Vonis Jomplang, Ayah Dilindungi, Anak Jadi Tumbal
Putusan majelis hakim menghadirkan ironi. Sang ayah, Tengku Paris, dinilai tidak menikmati keuntungan pribadi. Faktor usia lanjut dan sikap sopan dipersidangan menebalkan pertimbangan meringankan. Ia bebas dari kewajiban membayar uang pengganti.
Sebaliknya, sang anak, Tengku Ananda, dipaksa menanggung seluruh kerugian negara. Jika sebulan setelah putusan berkekuatan hukum tetap ia tak mampu membayar Rp1,41 miliar, seluruh harta bendanya akan disita. Bila harta tak mencukupi, vonis tambahan 2 tahun penjara menanti.
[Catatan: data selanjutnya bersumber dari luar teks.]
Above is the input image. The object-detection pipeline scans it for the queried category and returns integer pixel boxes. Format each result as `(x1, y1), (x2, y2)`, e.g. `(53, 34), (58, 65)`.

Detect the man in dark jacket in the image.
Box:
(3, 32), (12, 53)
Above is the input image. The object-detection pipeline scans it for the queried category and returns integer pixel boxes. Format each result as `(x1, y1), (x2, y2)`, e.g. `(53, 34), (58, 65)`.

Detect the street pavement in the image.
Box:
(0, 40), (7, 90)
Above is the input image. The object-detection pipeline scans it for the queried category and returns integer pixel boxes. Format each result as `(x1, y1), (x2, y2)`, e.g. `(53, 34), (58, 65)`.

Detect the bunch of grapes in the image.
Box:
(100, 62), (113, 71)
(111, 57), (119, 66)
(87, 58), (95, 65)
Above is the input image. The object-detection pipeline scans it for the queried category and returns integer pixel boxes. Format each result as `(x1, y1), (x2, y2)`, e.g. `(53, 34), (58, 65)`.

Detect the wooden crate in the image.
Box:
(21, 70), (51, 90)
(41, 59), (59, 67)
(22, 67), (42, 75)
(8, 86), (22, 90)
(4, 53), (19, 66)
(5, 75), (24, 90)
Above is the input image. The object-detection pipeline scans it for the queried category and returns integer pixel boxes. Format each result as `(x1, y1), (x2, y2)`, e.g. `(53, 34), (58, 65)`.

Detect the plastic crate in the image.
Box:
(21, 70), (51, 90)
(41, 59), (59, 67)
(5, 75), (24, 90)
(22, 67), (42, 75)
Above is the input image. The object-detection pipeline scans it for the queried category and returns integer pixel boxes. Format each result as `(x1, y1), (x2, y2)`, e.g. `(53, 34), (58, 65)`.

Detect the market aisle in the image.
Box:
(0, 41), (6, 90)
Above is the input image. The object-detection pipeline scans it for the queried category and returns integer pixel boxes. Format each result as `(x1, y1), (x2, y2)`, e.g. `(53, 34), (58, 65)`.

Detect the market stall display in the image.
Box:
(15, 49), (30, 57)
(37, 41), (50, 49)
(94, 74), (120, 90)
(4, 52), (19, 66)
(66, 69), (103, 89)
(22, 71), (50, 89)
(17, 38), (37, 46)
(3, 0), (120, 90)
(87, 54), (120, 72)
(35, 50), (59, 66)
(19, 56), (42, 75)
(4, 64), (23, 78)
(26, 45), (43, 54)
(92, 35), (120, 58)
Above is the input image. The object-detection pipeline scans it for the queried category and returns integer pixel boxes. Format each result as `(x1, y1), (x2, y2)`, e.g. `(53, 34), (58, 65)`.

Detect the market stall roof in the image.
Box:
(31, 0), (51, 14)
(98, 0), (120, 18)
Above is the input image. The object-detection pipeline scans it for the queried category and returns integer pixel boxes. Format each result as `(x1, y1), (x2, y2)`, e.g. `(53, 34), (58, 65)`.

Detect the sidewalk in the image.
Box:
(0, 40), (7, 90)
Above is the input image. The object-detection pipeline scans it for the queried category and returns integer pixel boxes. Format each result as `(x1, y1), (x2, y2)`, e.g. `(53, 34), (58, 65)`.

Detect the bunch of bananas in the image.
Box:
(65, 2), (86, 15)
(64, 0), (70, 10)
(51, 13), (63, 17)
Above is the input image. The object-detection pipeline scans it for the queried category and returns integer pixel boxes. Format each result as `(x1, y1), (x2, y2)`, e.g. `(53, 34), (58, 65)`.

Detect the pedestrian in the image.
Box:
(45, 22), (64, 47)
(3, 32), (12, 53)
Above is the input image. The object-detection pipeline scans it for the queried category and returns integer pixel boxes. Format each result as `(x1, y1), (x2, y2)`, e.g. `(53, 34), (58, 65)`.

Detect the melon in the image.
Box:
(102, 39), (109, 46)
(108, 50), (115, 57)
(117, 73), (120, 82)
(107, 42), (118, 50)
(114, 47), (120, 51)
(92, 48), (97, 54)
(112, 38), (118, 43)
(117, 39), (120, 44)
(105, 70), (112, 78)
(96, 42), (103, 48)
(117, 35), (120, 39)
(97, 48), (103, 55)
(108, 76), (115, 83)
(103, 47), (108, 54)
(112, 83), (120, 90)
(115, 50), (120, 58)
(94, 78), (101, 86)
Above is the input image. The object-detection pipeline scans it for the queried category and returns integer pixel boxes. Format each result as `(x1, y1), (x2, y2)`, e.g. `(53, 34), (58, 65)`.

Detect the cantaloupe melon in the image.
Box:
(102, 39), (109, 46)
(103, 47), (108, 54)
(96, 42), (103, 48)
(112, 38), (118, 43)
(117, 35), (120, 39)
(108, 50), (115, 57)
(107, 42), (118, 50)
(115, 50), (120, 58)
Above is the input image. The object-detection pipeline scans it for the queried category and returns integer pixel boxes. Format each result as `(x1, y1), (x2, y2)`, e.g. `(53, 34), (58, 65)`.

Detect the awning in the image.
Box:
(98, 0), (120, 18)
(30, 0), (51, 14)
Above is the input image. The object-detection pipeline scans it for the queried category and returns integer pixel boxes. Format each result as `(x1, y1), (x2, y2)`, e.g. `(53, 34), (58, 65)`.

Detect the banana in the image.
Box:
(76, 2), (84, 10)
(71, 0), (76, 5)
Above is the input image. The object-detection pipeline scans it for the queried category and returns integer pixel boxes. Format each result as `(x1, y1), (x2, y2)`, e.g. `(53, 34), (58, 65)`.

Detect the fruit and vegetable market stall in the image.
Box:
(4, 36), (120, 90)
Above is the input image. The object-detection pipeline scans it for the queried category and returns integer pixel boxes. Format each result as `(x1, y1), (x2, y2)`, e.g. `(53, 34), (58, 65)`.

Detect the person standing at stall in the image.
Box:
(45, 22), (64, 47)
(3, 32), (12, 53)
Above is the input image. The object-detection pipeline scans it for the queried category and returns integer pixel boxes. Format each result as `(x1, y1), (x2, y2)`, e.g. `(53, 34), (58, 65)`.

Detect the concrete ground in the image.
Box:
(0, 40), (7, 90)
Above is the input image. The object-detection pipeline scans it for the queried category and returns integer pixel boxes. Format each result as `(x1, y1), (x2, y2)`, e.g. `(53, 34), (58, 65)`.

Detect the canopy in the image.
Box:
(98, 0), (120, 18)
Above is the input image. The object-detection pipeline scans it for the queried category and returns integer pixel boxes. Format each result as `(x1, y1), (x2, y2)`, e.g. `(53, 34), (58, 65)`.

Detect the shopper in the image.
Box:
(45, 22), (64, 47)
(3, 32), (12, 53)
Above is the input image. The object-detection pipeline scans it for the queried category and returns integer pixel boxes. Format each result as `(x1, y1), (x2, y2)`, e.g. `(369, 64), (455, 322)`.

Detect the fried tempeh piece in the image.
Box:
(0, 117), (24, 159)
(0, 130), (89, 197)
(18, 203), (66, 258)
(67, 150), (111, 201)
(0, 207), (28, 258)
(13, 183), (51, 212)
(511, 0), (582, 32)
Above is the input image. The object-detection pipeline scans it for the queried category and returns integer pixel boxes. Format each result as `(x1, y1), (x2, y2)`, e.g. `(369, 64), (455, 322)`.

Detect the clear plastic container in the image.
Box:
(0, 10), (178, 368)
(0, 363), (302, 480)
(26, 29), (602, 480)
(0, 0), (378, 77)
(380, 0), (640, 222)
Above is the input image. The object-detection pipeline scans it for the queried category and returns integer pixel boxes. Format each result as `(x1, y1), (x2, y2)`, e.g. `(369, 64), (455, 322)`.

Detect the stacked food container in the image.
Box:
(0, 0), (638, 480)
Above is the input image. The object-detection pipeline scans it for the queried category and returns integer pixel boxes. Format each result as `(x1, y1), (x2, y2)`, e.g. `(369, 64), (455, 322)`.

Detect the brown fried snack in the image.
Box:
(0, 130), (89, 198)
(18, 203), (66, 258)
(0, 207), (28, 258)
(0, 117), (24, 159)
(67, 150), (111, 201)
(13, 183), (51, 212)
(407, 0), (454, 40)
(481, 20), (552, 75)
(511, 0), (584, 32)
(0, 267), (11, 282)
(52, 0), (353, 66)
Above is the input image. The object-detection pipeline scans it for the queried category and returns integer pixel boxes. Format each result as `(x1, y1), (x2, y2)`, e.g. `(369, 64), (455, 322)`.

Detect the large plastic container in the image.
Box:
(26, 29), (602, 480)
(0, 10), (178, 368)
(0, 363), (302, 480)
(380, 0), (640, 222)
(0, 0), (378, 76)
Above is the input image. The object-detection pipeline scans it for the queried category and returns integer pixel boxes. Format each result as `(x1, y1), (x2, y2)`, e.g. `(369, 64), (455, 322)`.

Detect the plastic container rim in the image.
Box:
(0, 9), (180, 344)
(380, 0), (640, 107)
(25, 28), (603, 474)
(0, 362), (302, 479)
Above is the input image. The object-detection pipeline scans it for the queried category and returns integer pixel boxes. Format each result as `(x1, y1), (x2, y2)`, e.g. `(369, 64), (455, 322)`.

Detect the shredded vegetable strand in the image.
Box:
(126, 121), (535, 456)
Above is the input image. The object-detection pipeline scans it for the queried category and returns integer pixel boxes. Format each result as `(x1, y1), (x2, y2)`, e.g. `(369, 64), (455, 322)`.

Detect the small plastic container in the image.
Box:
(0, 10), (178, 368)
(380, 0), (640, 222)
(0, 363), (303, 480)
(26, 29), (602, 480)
“Hal yang memberatkan, terdakwa Ananda tidak mengembalikan kerugian negara,” ujar hakim.
Diluar sidang, beberapa aktivis antikorupsi di Sumatera Utara menyindir putusan ini sebagai bentuk “keadilan jomplang”. Aneh, ketua organisasi yang memegang kewenangan justru bebas dari beban uang pengganti, sementara bendahara dipaksa menanggung semua kerugian.
Vonis ini lebih ringan dibanding tuntutan Jaksa Penuntut Umum (JPU) M Syakdan Nasution dari Kejari Langkat. Paris sebelumnya dituntut 3,5 tahun, sedangkan Ananda 6,5 tahun. Keduanya juga dituntut membayar denda ratusan juta rupiah.
Meski begitu, JPU belum puas. Mereka menyatakan masih mempertimbangkan langkah banding. “Kami punya waktu tujuh hari untuk menyatakan sikap,” kata Syakdan singkat.
Drama dipengadilan ini juga menghadirkan dimensi emosional. Dibalik jeruji, hubungan ayah-anak diuji diruang sidang. Keduanya kerap tampak saling melirik, seakan ingin berbicara, namun tertahan oleh formalitas persidangan.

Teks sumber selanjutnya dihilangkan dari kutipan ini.